The way freeq works is undocumented, even in the official
datasheet for CS3516 (the memory area is just "reserved"),
so the code is the only documentation of it.
>> This platform is CPU bound, so every additional lookup will
>> hit performance here. In my version I had an #ifdef for
>> COMPILE_TEST that replaced ARM-specific calls with stubs.
>> Since the driver is not expected to work on other platforms,
>> this seemed like the best workaround to make it compile
>> on other arches.
>
> Really. No.
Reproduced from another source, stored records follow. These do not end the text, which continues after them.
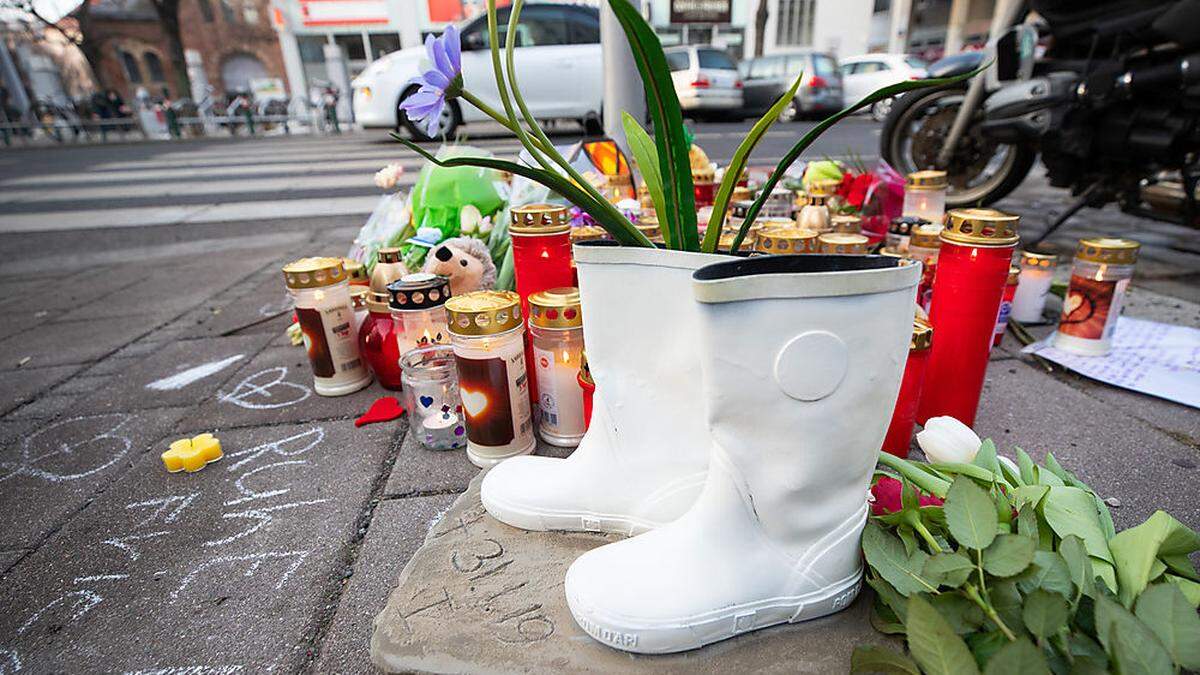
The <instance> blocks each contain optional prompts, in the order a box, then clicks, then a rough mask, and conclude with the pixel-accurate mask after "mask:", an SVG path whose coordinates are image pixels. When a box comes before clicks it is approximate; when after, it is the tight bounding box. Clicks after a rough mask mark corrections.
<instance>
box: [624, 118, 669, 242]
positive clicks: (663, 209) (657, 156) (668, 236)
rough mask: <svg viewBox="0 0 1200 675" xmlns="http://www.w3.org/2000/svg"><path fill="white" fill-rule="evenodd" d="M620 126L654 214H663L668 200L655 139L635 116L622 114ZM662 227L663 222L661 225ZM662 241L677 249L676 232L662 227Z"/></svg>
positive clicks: (664, 227)
mask: <svg viewBox="0 0 1200 675" xmlns="http://www.w3.org/2000/svg"><path fill="white" fill-rule="evenodd" d="M620 124H622V126H623V127H624V129H625V138H626V139H628V141H629V149H630V151H631V153H632V154H634V161H635V162H637V168H638V171H641V172H642V180H644V181H646V189H647V190H648V191H649V193H650V201H653V202H654V213H655V214H661V213H664V211H665V210H666V209H667V205H666V199H665V197H664V196H662V174H661V173H659V151H658V150H656V149H655V148H654V139H653V138H650V135H649V133H646V130H644V129H642V125H640V124H637V120H635V119H634V115H631V114H629V113H626V112H625V110H622V112H620ZM659 225H660V226H661V222H660V223H659ZM660 231H661V232H662V240H664V241H666V245H667V249H677V247H678V246H677V245H676V244H674V231H673V229H671V228H670V227H660Z"/></svg>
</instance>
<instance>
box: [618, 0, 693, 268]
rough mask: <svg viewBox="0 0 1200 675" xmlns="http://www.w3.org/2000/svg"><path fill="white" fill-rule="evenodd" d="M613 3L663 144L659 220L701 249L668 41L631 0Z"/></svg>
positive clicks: (656, 140)
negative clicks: (665, 47) (648, 23)
mask: <svg viewBox="0 0 1200 675" xmlns="http://www.w3.org/2000/svg"><path fill="white" fill-rule="evenodd" d="M608 6H610V7H612V12H613V14H614V16H616V17H617V20H618V22H619V23H620V28H622V30H623V31H624V32H625V37H626V38H628V40H629V48H630V50H631V52H632V54H634V62H636V64H637V72H638V73H641V76H642V85H643V86H644V89H646V107H647V108H649V112H650V120H652V121H653V123H654V144H655V145H656V147H658V149H659V174H660V177H661V179H662V195H664V201H665V202H666V209H667V211H666V213H665V214H659V225H660V226H662V227H670V228H671V229H672V232H673V233H674V234H673V237H674V241H678V243H679V249H680V250H683V251H698V250H700V234H698V232H697V231H696V193H695V189H694V187H692V183H691V161H690V160H689V157H688V151H689V150H690V149H691V144H690V143H689V142H688V138H686V136H685V133H684V125H683V112H682V109H680V108H679V97H678V95H676V90H674V82H673V80H672V79H671V70H670V68H668V67H667V58H666V54H664V53H662V43H661V42H659V37H658V35H655V34H654V29H653V28H650V25H649V24H648V23H646V19H643V18H642V14H641V12H640V11H638V10H637V8H635V7H634V6H632V5H631V4H630V2H629V0H608Z"/></svg>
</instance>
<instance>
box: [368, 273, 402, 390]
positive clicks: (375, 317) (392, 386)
mask: <svg viewBox="0 0 1200 675" xmlns="http://www.w3.org/2000/svg"><path fill="white" fill-rule="evenodd" d="M359 353H360V354H361V356H362V360H365V362H367V368H370V369H371V372H374V374H376V380H378V381H379V384H382V386H383V388H384V389H395V390H398V389H400V345H397V344H396V327H395V324H394V323H392V321H391V307H389V306H388V294H386V293H376V292H373V291H372V292H371V294H370V295H367V317H366V318H365V319H364V321H362V327H361V328H359Z"/></svg>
Stop going beneath the covers and using ARM private
> implementation APIs in drivers.
>
> Take that as a big NAK to that.
Don't worry, it won't happen. I am already thinking about better
approaches that stay with the public DMA-API.
> (I don't seem have the patch in question here to look at though.)
I'll put you on CC in future postings.